Introduction to schemate • schemate

schemate is built around one lifecycle:

infer a conservative schema from an example object;
compact repeated observed structure;
edit the schema until it expresses the real input contract;
write the schema to JSON;
read the schema back where it is needed;
validate new input.

Nested List Contract

The most useful schemate workflows start with a nested R object such as a package configuration, a model payload, or a JSON-like API response.

library(schemate)

payload <- list(
    request = list(id = "run-001", retry = FALSE),
    items = list(
        list(id = 1L, label = "alpha", tags = list("r", "schema")),
        list(id = 2L, label = "beta", tags = list("validation"))
    )
)

schema <- payload |>
    schema_infer(keys = "named", arrays = "rest") |>
    schema_compact()

schema
#> {
#>   "check": {
#>     "kind": "list"
#>   },
#>   "keys": {
#>     "type": "named"
#>   },
#>   "fields": {
#>     "request": {
#>       "check": {
#>         "kind": "list"
#>       },
#>       "keys": {
#>         "type": "named"
#>       },
#>       "fields": {
#>         "id": {
#>           "check": {
#>             "kind": "string"
#>           }
#>         },
#>         "retry": {
#>           "check": {
#>             "kind": "flag"
#>           }
#>         }
#>       }
#>     },
#>     "items": {
#>       "check": {
#>         "kind": "list"
#>       },
#>       "keys": {
#>         "type": "unnamed"
#>       },
#>       "rest": {
#>         "check": {
#>           "kind": "list"
#>         },
#>         "keys": {
#>           "type": "named"
#>         },
#>         "fields": {
#>           "id": {
#>             "check": {
#>               "kind": "int"
#>             }
#>           },
#>           "label": {
#>             "check": {
#>               "kind": "string"
#>             }
#>           },
#>           "tags": {
#>             "check": {
#>               "kind": "list"
#>             },
#>             "keys": {
#>               "type": "unnamed"
#>             },
#>             "rest": {
#>               "check": {
#>                 "kind": "string"
#>               }
#>             }
#>           }
#>         }
#>       }
#>     }
#>   }
#> }

arrays = "rest" treats unnamed lists as homogeneous arrays.

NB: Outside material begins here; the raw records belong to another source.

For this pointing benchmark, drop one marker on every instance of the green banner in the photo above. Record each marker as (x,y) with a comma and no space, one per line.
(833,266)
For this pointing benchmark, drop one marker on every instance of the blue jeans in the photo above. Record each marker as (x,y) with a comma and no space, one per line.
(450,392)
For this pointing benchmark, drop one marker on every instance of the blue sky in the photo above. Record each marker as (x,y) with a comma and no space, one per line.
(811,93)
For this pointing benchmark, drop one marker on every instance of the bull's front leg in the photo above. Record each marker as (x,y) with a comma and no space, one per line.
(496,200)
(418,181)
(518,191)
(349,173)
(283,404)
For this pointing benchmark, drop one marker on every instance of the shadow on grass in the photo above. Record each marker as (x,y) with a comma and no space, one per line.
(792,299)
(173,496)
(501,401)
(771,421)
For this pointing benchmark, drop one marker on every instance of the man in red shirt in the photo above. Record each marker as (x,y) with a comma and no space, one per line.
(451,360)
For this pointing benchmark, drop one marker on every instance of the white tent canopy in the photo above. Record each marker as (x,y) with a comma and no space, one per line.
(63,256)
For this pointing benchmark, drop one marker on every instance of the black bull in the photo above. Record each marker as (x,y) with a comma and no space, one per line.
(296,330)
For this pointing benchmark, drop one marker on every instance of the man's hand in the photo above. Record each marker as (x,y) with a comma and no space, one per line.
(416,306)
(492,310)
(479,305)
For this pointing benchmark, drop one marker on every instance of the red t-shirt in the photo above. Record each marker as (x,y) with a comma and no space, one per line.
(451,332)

The observed item schemas are stored in rest, and schema_compact() merges compatible observed alternatives into one maintainable item schema.

Refine

Inference captures observed structure. It does not guess business rules, so the next step is to refine the parts of the contract that matter.

schema <- schema |>
    schema_set_desc("$", "Example request payload.") |>
    schema_replace("$request$id", schema_check("string", min.chars = 1)) |>
    schema_replace("$items$rest$id", schema_check("int", lower = 1)) |>
    schema_set_rest(schema_check("string", min.chars = 1), path = "$items$rest$tags")

schema
#> {
#>   "description": "Example request payload.",
#>   "check": {
#>     "kind": "list"
#>   },
#>   "keys": {
#>     "type": "named"
#>   },
#>   "fields": {
#>     "request": {
#>       "check": {
#>         "kind": "list"
#>       },
#>       "keys": {
#>         "type": "named"
#>       },
#>       "fields": {
#>         "id": {
#>           "check": {
#>             "kind": "string",
#>             "min.chars": 1
#>           }
#>         },
#>         "retry": {
#>           "check": {
#>             "kind": "flag"
#>           }
#>         }
#>       }
#>     },
#>     "items": {
#>       "check": {
#>         "kind": "list"
#>       },
#>       "keys": {
#>         "type": "unnamed"
#>       },
#>       "rest": {
#>         "check": {
#>           "kind": "list"
#>         },
#>         "keys": {
#>           "type": "named"
#>         },
#>         "fields": {
#>           "id": {
#>             "check": {
#>               "kind": "int",
#>               "lower": 1
#>             }
#>           },
#>           "label": {
#>             "check": {
#>               "kind": "string"
#>             }
#>           },
#>           "tags": {
#>             "check": {
#>               "kind": "list"
#>             },
#>             "keys": {
#>               "type": "unnamed"
#>             },
#>             "rest": {
#>               "check": {
#>                 "kind": "string",
#>                 "min.chars": 1
#>               }
#>             }
#>           }
#>         }
#>       }
#>     }
#>   }
#> }

Paths use $ for the root node. Bare field paths such as $request$id traverse container fields. Inferred unnamed array schemas are reached through rest, as in $items$rest$id.

Batch Edits

When the same edit should apply to several schema nodes, find the logical paths first, then replace the matching nodes. Logical paths expand grouped fields into ordinary field paths.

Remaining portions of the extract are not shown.